I have read some resources concerning various devices needing “power inline 2-event” configured on ports that they are connected to and I am trying to understand the reasoning.

In my case I was having trouble with an Algo 8420 dual sided network clock not powering on when connected to a 9300-48U.  The switch has two 1100W power supplies which I see is required for UPOE+.  I get the same errors that others have seen in similar situations:

EST: %ILPOWER-3-CONTROLLER_PORT_ERR: Controller port error, Interface Gi3/0/4: Power given, but Power Controller does not report Power Good

Controller port error, Interface Gi3/0/4: Power Controller reports power Imax error detected

The 9300-48U in question is running IOS 17.03.04.

I can plug this same Algo clock into a generic unmanaged POE switch and a Meraki MS220 and it powers up and connects without issue.  When I configure “power inline 2-event” on the 9300-48U, the Algo 8420 does work.

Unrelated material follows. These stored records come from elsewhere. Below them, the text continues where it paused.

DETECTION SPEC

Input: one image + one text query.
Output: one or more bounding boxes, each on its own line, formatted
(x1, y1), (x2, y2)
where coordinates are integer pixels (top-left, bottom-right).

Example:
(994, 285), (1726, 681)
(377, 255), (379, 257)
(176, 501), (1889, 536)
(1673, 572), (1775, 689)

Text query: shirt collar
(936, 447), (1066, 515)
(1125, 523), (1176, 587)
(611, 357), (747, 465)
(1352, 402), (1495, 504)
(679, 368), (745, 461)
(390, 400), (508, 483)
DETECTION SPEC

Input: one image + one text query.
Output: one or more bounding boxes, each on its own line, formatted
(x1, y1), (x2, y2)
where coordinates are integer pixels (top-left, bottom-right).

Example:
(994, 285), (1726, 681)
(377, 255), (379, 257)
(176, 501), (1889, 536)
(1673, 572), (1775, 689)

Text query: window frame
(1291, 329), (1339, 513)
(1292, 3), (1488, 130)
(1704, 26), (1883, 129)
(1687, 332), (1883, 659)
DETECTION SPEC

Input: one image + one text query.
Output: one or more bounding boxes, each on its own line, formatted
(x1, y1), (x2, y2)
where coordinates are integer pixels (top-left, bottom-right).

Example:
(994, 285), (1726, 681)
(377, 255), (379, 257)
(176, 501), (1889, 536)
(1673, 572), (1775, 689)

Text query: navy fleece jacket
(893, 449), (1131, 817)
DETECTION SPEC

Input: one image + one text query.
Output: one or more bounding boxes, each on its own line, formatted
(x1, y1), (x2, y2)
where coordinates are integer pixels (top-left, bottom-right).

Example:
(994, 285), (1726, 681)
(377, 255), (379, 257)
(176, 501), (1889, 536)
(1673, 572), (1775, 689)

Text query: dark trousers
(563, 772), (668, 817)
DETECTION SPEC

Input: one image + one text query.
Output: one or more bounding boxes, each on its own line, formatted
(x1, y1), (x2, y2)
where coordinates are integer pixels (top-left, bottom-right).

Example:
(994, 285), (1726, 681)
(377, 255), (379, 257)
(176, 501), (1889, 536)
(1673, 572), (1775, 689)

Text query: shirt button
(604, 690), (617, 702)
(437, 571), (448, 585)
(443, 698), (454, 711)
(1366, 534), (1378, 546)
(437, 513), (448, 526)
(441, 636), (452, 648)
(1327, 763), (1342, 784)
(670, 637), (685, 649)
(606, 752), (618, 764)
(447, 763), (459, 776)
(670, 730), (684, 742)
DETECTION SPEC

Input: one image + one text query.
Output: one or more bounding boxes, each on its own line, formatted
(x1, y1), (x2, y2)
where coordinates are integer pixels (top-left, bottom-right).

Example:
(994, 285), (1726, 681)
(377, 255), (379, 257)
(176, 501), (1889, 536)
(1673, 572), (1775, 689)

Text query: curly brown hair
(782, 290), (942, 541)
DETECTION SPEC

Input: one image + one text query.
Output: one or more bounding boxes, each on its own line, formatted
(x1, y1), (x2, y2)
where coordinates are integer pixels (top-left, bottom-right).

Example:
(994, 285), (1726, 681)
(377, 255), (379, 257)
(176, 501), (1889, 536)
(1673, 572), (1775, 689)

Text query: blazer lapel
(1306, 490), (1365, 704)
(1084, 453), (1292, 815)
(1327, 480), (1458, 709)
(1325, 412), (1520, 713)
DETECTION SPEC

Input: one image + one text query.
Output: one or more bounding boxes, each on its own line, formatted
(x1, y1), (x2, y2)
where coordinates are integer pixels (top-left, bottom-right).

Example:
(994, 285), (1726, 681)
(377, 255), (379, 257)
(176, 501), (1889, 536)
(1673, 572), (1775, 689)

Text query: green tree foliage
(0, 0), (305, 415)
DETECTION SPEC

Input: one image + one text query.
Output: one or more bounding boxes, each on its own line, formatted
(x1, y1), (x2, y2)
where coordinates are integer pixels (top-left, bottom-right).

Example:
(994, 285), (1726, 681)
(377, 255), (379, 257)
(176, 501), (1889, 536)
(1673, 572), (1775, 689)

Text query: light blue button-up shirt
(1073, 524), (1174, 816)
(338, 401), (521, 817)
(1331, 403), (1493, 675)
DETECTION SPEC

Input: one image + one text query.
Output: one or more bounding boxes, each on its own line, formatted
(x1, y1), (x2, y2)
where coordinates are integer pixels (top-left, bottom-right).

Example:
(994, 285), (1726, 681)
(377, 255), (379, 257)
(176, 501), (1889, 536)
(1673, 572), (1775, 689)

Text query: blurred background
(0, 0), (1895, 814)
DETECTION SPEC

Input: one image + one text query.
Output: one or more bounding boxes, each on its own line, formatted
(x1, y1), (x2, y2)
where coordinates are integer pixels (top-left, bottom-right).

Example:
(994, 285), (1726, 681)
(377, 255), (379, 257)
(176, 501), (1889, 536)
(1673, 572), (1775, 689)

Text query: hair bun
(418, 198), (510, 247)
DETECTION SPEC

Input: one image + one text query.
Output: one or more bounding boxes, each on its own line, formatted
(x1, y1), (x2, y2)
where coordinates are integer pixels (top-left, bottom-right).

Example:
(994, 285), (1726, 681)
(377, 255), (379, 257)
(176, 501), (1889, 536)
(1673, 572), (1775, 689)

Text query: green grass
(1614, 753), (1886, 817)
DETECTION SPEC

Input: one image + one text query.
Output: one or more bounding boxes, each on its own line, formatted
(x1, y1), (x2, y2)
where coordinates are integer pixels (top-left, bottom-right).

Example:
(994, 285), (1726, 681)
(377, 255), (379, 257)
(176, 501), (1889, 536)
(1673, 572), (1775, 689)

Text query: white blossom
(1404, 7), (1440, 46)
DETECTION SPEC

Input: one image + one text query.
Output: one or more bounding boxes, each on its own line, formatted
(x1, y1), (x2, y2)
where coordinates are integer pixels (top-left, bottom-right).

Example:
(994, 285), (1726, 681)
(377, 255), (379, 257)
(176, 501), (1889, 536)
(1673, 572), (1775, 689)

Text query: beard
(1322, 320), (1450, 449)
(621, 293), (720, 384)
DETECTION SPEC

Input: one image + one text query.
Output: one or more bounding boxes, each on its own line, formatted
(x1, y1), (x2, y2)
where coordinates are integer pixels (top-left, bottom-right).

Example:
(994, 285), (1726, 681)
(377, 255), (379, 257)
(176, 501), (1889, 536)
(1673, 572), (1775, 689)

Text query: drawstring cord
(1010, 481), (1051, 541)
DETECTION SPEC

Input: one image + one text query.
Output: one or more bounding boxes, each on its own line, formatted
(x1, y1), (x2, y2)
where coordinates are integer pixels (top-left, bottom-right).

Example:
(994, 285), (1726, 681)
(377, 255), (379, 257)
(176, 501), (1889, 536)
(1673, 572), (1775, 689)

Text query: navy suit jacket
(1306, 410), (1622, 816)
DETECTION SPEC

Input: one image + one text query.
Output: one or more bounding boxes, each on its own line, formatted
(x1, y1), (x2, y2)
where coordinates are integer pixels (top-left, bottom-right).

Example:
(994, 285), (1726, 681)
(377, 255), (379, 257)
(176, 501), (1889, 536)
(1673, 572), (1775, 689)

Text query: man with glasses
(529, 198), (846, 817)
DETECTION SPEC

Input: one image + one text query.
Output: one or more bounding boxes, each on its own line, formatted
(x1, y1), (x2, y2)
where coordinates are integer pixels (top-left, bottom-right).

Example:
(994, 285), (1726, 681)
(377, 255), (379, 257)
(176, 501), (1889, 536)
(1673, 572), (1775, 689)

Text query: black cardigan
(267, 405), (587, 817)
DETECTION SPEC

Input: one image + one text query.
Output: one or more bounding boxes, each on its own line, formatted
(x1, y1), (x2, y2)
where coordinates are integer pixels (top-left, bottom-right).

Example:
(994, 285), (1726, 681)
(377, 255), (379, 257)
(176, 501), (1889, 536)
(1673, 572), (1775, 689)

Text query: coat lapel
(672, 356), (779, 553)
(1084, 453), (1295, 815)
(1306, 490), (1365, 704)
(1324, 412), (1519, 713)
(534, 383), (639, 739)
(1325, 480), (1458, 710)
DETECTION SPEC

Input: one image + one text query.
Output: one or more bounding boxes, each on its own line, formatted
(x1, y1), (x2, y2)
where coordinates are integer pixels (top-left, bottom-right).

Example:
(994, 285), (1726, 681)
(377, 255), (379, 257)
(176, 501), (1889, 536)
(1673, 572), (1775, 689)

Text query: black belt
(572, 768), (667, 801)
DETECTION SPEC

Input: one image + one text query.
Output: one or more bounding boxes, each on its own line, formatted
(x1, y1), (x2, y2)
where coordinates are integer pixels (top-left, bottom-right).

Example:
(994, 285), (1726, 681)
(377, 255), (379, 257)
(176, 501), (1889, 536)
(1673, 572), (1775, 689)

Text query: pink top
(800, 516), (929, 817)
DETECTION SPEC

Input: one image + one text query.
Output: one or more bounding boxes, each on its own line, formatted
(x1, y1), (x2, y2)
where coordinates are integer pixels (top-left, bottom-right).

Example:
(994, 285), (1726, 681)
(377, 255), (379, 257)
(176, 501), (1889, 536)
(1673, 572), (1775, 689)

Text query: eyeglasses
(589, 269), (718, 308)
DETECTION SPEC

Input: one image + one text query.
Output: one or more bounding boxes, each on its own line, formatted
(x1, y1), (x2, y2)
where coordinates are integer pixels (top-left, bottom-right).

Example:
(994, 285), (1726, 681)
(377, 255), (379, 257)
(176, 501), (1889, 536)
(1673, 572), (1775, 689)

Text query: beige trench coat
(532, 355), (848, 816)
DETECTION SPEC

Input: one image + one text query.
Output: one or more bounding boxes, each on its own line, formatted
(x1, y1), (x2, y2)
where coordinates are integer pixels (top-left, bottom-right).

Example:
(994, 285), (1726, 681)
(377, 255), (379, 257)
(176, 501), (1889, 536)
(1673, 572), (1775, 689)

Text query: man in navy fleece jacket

My questions are these.  Are devices that are not LLDP capable the only devices that require this command to use 802.3bt?  If this Algo does not use LLDP to negotiate POE, why would the generic switch and/or Meraki MS220 work?  Basically, does this command only need to be applied on ports where PD devices that don’t use LLDP exist?

3 Replies 3

Torbjørn
Spotlight
Spotlight

PoE negotiation is either hardware based or hardware + software based. When a link is brought up between a Power Sourcing Equipment(PSE) and a Powered Device(PD) the PSE will send a voltage pulse to the PD and read the current that is drawn. This current will correspond to 1 of 5 classes(0-4). If it reads as class 4 the PSE will either supply a class 3 power and perform a second hardware classification(2-event classification) or it will perform software based classification(LLDP/CDP).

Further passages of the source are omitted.